Equation 1. Tollens test for oxidation of aldehydes
2 AgNO3 + 2 NaOH → Ag2O (s) + 2 NaNO3 + H2O
Ag2O (s) + 4 NH3 + 2 NaNO3 + H2O → 2 [Ag (NH3)2] NO3 + 2 NaOH
2 [Ag (NH3)2]+ + RCHO + H2O → 2 Ag(s) + 4 NH3 + RCOOH + 2 H+
Methods: The Tollens’ reagent in the sample preparation was composed of 1.25% silver nitrate, concentrated ammonium hydroxide and 0.8 M sodium hydroxide which generated the in-situ complex for oxidation of aldehydes to carboxylic acids.
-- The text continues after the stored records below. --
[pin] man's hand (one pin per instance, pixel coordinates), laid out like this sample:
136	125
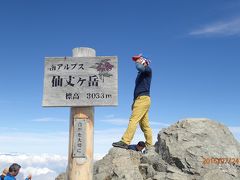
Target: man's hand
29	177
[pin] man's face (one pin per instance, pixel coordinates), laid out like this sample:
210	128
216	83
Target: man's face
15	173
141	60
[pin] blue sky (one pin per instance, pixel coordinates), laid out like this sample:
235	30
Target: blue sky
193	46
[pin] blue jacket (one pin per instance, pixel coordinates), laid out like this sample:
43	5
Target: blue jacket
143	81
9	177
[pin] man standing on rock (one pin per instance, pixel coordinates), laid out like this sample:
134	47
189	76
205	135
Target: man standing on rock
141	104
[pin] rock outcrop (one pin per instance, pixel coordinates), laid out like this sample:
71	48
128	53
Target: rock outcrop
192	149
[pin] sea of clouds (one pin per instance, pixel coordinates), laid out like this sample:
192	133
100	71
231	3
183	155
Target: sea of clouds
42	167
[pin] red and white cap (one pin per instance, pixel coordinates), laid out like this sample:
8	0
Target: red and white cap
136	57
144	59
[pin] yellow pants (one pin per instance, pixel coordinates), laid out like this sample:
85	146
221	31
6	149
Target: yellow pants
139	115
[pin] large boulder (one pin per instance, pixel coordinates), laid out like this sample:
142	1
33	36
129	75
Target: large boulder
187	150
196	146
191	149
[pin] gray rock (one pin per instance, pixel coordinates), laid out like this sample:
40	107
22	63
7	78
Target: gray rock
184	151
187	143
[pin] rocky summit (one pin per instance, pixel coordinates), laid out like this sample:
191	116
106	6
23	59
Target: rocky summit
191	149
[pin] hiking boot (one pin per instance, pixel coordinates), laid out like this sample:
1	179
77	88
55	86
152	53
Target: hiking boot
120	144
149	149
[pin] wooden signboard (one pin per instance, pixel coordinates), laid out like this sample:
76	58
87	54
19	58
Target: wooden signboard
80	81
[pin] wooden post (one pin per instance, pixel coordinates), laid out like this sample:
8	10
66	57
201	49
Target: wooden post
81	168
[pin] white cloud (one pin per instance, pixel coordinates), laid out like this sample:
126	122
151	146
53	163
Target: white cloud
34	142
224	28
49	119
42	166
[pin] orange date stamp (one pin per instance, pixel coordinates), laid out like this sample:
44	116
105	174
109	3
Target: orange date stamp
226	160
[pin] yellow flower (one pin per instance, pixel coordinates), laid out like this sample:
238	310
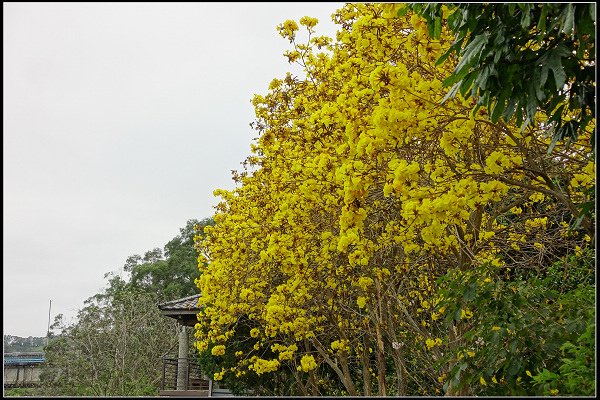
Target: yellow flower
218	350
307	363
361	301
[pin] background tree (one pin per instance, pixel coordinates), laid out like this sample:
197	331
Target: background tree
518	58
114	347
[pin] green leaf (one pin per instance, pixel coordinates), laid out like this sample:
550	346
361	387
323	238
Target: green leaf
542	20
472	52
437	30
569	21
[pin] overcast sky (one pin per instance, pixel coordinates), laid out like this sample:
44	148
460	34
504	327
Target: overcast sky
120	119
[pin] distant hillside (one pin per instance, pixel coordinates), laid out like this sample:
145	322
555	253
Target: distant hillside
16	343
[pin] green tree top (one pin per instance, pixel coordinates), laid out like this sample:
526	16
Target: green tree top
518	58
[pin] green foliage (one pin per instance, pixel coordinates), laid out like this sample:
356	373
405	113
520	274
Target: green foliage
520	327
20	344
171	273
115	347
517	58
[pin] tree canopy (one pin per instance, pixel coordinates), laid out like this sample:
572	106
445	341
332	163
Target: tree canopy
518	58
114	347
340	257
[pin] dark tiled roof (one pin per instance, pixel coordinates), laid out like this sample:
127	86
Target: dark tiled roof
185	304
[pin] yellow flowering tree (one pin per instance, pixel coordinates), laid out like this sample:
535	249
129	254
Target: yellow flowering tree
362	190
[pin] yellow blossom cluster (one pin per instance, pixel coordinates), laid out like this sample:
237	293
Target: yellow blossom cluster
361	190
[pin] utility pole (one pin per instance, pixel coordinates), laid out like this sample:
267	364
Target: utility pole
48	331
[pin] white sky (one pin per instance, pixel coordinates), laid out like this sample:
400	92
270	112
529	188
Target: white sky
120	119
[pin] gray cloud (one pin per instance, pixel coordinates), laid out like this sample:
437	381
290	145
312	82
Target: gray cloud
120	119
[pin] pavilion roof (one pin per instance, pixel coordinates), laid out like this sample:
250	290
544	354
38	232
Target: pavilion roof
184	310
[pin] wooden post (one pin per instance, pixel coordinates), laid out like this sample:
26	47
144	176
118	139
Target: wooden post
182	367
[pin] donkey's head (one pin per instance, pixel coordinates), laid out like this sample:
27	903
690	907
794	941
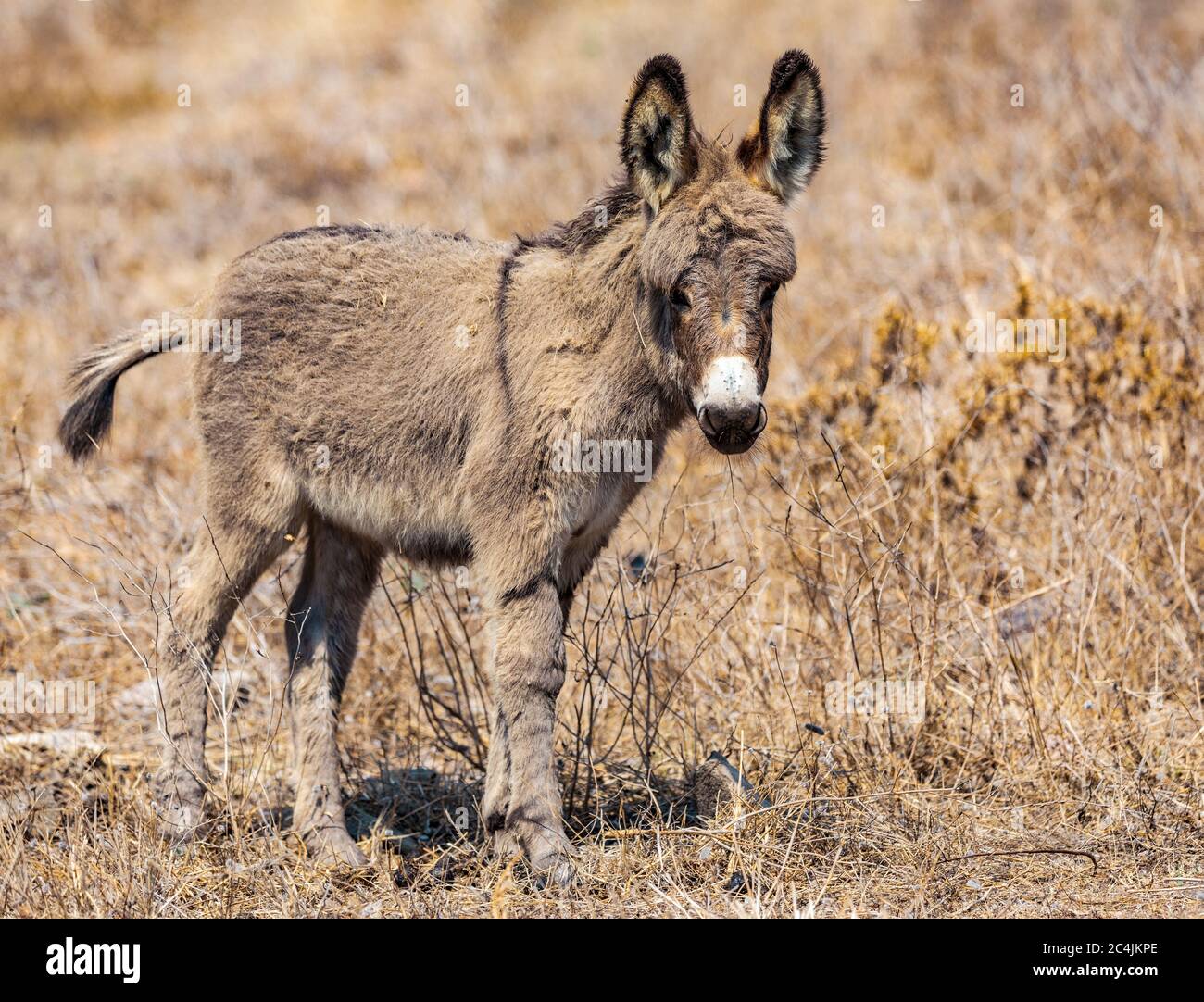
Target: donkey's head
718	247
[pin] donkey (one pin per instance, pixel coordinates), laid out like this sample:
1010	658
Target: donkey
405	391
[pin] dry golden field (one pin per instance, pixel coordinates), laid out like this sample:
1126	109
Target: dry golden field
1011	544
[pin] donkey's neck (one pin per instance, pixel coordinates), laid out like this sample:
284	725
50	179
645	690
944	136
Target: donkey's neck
585	276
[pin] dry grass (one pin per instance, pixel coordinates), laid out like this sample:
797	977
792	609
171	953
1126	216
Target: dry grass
1020	538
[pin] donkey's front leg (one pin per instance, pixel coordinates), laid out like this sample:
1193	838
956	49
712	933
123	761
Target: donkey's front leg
528	672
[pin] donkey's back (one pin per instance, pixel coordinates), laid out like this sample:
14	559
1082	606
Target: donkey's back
360	380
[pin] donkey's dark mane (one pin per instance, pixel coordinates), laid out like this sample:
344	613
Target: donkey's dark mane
583	232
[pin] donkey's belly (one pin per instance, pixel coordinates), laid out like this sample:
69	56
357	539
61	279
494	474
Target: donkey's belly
422	525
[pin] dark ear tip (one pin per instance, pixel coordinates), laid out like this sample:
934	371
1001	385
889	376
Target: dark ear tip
791	64
666	69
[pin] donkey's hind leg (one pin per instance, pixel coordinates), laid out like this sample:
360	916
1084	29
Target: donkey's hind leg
233	548
321	632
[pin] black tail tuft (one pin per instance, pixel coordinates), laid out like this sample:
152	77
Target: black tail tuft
87	420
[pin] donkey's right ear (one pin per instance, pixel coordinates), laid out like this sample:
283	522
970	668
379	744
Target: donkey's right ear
658	132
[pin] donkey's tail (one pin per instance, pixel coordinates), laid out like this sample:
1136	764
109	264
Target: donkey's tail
93	385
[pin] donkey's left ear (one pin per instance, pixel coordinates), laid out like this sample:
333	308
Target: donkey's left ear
785	146
658	132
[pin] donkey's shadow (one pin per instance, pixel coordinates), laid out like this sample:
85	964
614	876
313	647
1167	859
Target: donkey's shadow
418	809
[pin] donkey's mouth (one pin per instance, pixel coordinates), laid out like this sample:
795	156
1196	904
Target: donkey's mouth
735	436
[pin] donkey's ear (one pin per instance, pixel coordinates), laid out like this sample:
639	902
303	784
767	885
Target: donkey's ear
658	132
785	146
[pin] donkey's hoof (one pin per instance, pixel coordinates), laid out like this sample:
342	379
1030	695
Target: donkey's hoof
506	845
180	818
555	870
333	848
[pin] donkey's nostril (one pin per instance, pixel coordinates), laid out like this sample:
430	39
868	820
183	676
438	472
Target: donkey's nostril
739	420
762	420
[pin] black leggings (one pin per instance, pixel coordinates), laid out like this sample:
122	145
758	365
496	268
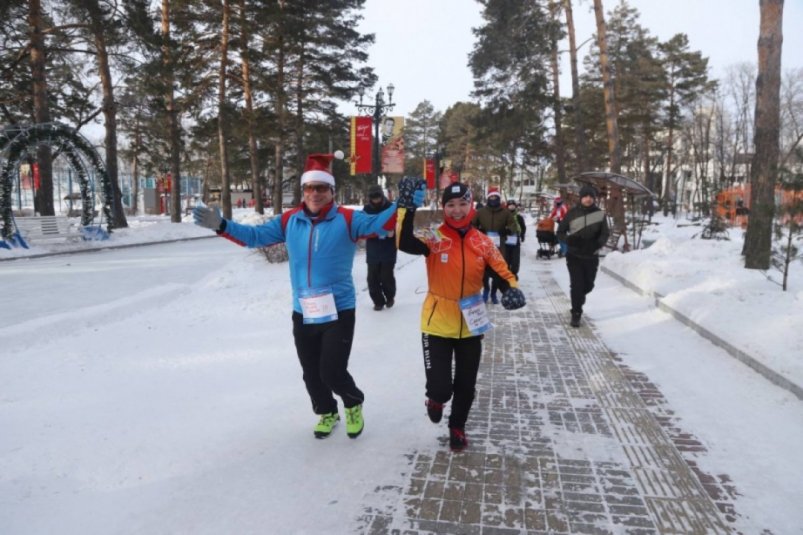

The separation employs 5-100 mM phosphate concentration gradient of a pH 6 buffer with acetonitrile as a mobile phase on a Weak Anion Exchange (WAX) and Reversed Phase (RP) mixed mode column. This methodology has demonstrated specificity for glycolic acid (GA), acetic acid (AA) and formic acid (FA), all of which are by products from the thermal degradation of polyglycols. The dynamic range for quantitation of these acids is 2-100 µg/mL and suitable recovery has been demonstrated in a formulation containing polygycol as an excipient.
Results: An optimized concentration of AgNO3 was used in the sample preparation based on the stoichiometry of the Tollens reaction. Linear response for the oxidation of formaldehyde and acetaldehyde to their corresponding carboxylic acids was established. For GA, AA and FA, the linear range is 2-100 µg/mL with coefficient of linear regression (R2) > 0.999. These carboxylic acids are well resolved with each other (Resolution > 2.0) within 9 minutes of phosphate concentration gradient. Injection precision (n=5) of GA, AA and FA at Limit of Quantitation is ≤ 5.9%. The AA and FA products formed as a result of oxidation demonstrated linear correlation to their corresponding aldehyde concentrations.
Conclusion: Successful analysis of formaldehyde and acetaldehyde in polygycols can be obtained using oxidative approach with Tollens’ reagent followed by chromatographic separation and quantitation.